Limitations & Future Work

  • Theoretical convergence guarantees for self-adversarial training are insufficient—while no collapse was observed empirically, rigorous stability analysis is lacking.
  • Evaluation lacks traditional distribution quality metrics like FID/IS, relying solely on GenEval/DPG-Bench/WISE.
  • Validated only on text-to-image tasks; applicability to video or audio generation remains unknown.
  • Image editing experiments are preliminary (15K data, 4-NFE) and require further validation.
  • vs DMD/DMD2: DMD requires a fake score estimator and a frozen teacher (total 3 model copies in VRAM), leading to OOM at 20B. TwinFlow requires only 1 model copy.
  • vs sCM/MeanFlow: These are also auxiliary-free methods, but they only achieve ~0.5 GenEval at 8-NFE with 20B full-parameter training, far below TwinFlow’s 0.85 at 1-NFE.
  • vs SANA-Sprint: Sprint uses GAN loss and a frozen teacher, which is infeasible at large scales.
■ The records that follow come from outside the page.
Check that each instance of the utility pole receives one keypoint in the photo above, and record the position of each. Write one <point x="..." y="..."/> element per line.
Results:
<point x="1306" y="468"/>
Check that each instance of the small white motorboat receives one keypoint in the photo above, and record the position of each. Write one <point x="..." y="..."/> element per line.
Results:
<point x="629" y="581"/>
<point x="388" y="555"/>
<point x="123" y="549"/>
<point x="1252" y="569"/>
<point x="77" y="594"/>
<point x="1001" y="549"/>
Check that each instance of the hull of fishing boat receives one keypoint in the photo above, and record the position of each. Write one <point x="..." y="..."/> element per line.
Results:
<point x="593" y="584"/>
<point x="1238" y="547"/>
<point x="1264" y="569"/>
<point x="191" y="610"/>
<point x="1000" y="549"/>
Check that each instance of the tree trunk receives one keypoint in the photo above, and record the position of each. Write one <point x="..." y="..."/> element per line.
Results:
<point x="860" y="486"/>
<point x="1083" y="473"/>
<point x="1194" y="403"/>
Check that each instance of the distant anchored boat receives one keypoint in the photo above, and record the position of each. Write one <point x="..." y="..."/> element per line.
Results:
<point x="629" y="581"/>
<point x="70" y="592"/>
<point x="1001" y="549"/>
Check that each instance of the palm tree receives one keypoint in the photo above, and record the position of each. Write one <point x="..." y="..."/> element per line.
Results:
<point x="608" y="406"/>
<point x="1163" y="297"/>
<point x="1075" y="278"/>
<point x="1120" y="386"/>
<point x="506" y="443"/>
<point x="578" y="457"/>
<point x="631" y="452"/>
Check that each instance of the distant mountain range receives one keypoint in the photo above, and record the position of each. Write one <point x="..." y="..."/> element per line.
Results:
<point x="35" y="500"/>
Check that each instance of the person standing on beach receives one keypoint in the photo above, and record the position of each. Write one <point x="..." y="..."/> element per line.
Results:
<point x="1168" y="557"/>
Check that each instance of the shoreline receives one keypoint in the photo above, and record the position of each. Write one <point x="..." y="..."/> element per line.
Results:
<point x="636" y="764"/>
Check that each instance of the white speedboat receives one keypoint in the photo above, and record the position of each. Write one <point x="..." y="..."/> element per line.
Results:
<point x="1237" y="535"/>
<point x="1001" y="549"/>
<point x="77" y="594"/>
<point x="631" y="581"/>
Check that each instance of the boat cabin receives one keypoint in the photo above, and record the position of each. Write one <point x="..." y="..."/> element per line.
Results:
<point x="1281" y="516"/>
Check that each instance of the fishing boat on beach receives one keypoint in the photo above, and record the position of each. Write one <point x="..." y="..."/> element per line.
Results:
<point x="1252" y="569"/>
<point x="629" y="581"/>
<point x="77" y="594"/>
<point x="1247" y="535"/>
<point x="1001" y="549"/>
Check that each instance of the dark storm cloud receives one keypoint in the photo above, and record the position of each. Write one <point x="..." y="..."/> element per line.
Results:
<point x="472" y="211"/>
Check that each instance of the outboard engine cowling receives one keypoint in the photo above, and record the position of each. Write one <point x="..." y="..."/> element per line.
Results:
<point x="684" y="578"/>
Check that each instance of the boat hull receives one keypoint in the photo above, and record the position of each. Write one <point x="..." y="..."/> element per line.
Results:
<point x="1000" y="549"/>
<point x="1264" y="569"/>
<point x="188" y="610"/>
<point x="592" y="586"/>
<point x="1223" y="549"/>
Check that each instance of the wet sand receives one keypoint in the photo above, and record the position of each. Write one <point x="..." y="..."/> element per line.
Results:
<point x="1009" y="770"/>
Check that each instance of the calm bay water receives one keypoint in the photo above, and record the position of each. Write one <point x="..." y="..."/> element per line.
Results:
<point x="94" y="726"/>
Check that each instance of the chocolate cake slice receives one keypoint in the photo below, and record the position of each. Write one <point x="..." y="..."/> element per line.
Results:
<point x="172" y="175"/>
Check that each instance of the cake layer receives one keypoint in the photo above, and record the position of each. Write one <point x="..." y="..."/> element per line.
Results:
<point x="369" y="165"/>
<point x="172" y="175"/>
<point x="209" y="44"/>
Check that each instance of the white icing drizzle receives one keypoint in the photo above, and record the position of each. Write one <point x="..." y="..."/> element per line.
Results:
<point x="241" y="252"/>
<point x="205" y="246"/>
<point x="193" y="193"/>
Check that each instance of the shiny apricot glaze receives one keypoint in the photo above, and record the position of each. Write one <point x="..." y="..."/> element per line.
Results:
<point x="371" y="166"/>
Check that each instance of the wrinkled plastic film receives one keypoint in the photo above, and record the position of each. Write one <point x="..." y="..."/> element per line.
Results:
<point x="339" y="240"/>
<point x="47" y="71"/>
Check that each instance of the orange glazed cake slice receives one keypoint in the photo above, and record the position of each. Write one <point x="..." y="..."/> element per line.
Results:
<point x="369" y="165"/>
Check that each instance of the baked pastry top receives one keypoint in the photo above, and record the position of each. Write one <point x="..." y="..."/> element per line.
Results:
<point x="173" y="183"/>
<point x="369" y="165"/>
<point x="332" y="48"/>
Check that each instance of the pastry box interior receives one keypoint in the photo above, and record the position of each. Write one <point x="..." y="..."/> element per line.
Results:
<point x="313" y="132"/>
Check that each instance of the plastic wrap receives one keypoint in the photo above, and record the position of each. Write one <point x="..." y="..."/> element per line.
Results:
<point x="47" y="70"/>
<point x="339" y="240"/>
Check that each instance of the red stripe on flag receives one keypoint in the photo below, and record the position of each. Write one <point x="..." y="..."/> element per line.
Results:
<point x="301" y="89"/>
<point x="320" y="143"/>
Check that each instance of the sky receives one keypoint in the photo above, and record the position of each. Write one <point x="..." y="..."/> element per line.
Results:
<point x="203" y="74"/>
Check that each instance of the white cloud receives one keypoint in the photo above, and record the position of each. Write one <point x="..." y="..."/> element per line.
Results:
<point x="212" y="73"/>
TwinFlow removes the GAN loss yet achieves 7–11 percentage points higher 1-NFE GenEval.
  • vs Qwen-Image-Lightning: Both are 20B few-step models, but Lightning suffers from severe mode collapse, which TwinFlow avoids.

Rating

  • Novelty: ⭐⭐⭐⭐ The derivation of twin trajectories and velocity matching rectification is elegant, though the core intuition (using multi-step output as a signal) is straightforward.
  • Experimental Thoroughness: ⭐⭐⭐⭐⭐ Scales from 0.6B to 20B, covers LoRA and full-parameter training, uses 3 benchmarks, offers detailed ablations, and compares with 7 baselines.
  • Writing Quality: ⭐⭐⭐⭐ Clear structure, complete mathematical derivations, and comprehensive tables.
  • Value: ⭐⭐⭐⭐⭐ Achieves high-quality 1-step generation at 20B for the first time, with direct and significant impact on large model inference costs.